Original German WWII NSDAP Nellendorf Public Welfare Office Enameled Sign on Display Board - 14" x 19.5"

Item Description

Original item: One-of-a-kind. This is a wartime heavy iron vaulted building identification Emailleschild (enameled sign). This is a very robust well-made sturdy sign, with typical construction details of German government signage. The front is covered with white porcelain enamel, with a double black border around the edge. The German Blackletter typeface text on the front reads:

Ortsgruppe Nellendorf
Amt f. Volkswohlfahrt

The National Socialist People's Welfare (Nationalsozialistische Volkswohlfahrt, NSV) was a social welfare organization during the Third Reich. The NSV was established in 1931 as a local welfare organization in the city of Berlin. On 3 May 1933, shortly after the NSDAP took power in Weimar Germany, AH turned it into a party organization that was to be active throughout the country. The structure of the NSV was based on the NSDAP model, with local, county (Kreis) and district (Gau) administrations.

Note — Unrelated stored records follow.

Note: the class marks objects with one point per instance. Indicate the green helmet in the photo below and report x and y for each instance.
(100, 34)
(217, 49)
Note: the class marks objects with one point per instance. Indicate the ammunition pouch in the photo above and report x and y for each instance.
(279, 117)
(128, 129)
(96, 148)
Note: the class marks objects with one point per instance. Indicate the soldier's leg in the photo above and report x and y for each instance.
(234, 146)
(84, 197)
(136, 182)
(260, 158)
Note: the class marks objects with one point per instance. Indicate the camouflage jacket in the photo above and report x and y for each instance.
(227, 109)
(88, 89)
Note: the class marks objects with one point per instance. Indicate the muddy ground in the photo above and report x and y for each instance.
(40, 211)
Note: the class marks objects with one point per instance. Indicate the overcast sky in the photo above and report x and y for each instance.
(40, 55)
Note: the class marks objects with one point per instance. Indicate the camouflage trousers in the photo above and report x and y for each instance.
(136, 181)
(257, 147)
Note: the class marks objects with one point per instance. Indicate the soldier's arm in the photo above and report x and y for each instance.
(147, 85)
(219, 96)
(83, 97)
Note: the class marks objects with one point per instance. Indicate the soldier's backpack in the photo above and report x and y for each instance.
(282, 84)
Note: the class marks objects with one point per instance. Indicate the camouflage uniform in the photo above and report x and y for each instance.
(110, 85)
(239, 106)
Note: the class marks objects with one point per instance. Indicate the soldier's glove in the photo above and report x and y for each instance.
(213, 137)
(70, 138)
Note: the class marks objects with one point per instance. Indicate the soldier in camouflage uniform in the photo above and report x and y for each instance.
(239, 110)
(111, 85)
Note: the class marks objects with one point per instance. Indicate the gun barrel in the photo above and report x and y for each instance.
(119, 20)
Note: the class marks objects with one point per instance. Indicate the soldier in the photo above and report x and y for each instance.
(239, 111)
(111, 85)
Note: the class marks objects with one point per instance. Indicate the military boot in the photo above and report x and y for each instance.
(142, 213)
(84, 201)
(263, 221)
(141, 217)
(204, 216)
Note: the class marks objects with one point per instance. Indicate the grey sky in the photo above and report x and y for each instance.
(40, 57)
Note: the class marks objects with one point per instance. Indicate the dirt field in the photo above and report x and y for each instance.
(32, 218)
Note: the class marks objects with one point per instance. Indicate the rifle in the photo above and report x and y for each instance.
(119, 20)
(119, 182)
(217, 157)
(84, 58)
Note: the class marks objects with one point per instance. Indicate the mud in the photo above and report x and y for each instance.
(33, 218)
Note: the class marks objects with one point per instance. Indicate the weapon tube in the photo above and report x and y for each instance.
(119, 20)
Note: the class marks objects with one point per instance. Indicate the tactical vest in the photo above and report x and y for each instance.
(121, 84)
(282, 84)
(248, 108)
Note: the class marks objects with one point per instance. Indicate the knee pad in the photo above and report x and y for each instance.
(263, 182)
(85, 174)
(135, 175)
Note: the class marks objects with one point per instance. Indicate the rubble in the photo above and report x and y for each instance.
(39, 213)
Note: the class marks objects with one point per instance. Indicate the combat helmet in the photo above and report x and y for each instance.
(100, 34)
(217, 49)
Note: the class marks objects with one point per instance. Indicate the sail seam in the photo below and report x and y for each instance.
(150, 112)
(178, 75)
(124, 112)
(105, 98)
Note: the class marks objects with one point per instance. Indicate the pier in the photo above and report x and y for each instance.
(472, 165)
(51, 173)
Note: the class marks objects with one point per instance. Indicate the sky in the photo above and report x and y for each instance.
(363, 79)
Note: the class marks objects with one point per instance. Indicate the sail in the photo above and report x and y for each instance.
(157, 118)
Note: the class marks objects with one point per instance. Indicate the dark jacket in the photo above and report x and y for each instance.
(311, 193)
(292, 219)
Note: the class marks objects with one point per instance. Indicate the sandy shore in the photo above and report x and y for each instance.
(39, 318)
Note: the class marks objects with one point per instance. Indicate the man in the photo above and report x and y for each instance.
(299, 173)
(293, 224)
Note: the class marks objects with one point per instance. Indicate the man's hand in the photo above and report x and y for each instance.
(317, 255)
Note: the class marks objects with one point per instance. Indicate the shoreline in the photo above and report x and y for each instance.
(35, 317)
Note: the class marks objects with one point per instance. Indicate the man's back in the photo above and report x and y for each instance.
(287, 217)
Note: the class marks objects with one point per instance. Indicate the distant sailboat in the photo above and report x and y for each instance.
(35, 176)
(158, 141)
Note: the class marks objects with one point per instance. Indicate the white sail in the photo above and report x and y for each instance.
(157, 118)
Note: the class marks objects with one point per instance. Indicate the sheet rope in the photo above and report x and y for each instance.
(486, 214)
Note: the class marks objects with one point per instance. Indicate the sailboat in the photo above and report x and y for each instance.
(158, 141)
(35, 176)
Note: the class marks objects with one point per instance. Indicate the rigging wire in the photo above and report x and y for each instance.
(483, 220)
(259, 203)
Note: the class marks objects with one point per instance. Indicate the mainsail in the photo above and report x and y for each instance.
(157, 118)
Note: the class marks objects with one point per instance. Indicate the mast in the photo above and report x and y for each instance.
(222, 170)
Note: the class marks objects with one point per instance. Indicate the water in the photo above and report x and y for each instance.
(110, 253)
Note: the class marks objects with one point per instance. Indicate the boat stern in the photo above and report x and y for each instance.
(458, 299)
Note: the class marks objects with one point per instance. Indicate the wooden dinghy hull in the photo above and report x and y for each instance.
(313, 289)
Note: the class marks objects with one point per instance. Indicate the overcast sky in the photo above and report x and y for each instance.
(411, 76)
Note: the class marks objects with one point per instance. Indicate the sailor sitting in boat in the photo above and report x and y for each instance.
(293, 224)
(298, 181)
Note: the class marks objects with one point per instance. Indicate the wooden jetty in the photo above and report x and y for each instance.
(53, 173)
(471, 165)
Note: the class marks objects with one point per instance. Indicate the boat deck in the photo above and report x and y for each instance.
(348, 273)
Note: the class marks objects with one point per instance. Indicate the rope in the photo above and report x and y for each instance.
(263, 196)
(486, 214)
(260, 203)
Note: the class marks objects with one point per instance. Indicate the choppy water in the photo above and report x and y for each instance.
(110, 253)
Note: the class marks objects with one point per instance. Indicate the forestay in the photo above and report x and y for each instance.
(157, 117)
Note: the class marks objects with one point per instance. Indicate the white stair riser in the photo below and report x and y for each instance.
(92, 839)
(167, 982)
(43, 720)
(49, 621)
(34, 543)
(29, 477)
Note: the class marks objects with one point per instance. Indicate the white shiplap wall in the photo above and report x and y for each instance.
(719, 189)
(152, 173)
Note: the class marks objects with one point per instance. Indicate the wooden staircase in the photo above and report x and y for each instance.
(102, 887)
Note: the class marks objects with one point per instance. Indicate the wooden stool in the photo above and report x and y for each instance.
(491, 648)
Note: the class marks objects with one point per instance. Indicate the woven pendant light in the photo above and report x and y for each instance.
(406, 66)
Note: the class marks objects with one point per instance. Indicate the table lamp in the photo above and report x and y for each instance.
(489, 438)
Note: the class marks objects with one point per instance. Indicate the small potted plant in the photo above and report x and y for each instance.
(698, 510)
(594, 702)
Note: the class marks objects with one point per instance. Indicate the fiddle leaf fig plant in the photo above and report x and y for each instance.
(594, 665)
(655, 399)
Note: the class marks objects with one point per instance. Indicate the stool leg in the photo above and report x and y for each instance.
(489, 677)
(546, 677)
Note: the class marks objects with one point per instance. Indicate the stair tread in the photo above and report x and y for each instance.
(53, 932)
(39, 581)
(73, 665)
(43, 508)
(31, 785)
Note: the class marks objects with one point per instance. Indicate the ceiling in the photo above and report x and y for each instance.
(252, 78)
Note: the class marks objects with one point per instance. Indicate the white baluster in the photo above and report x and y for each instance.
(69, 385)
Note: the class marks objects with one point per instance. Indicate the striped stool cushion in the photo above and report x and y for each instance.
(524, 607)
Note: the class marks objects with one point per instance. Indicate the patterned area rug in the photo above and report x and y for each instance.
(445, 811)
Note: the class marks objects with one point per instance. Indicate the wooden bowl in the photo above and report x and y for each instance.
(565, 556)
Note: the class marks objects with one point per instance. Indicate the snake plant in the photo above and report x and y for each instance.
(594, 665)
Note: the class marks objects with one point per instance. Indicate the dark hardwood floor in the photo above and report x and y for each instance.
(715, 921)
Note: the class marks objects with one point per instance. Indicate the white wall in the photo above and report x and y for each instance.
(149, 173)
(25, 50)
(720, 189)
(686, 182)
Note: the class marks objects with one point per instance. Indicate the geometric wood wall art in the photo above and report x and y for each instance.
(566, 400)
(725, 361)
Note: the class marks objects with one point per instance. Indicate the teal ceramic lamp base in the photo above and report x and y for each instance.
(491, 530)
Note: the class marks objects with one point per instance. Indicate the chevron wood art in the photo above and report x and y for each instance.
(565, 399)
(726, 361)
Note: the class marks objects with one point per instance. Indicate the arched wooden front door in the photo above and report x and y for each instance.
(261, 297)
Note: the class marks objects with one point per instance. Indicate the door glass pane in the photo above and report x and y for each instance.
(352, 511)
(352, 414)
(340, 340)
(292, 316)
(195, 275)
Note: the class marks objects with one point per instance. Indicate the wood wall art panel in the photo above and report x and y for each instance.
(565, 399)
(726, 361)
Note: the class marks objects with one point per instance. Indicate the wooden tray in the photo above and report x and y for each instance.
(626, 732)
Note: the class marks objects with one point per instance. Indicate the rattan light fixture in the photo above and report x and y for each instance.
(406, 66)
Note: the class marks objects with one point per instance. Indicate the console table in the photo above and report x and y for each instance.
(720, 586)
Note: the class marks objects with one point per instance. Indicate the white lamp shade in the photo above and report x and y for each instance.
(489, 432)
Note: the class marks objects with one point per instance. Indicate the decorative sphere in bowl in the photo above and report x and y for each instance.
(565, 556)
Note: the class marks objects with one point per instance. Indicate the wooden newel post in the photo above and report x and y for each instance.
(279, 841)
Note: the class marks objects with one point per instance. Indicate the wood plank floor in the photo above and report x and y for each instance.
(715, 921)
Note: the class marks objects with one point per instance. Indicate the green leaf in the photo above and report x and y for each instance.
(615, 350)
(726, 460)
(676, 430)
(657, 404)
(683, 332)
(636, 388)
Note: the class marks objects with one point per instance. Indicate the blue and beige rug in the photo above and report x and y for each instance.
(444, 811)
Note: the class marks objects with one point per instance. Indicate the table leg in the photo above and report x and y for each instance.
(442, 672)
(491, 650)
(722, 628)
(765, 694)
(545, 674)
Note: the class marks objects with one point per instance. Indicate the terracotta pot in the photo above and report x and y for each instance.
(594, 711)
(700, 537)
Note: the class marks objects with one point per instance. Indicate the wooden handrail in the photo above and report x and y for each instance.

Under the NSV, German social welfare and voluntary charity were thoroughly restructured to follow the racial and ideological goals of the Third Reich. The NSDAP government declared that in the future, welfare and charitable aid would be granted only to individuals who were "racially superior" and could prove their value to the Volksgemeinschaft. The criteria for receiving aid were both racial and political, as individuals could be denied assistance for being Jewish and also for being Communists, Social Democrats, or other political opponents of the regime. The list of those excluded from NSV benefits was composed of "alcoholics, tramps, homosexuals, prostitutes, the 'work-shy' or the 'asocial', habitual criminals, the hereditarily ill (a widely defined category) and members of races other than the Aryan."

Condition is very good, with loss of the enamel on all four corners, which was touched up with white paint at some point in the past. There is also a production number on the lower left side, but it looks to be incomplete. There was probably also a maker mark on that corner. The sign measures 14" x 19.5", and is really nice example.

The sign is mounted to a lovely hardwood display board, which looks to be some type of oak based on the grain pattern. It has been varnished in a lovely red brown color, and is about 1" thick, with beveled edges. It measures 16 3/4" x 22 1/2" in size, and has a chain mounted on the back for wall display. We unfortunately do not know if this is an original WWII mounting, or whether it was done for display post war.

Signs of this nature were quickly destroyed after the fall of Germany in April 1945, ones like this were salvaged by USGIs who wanted to bring home a trophy of war. Therefore, finding authentic (beware many fakes) porcelain building signs from the Third Reich has become quite difficult in the collector's market.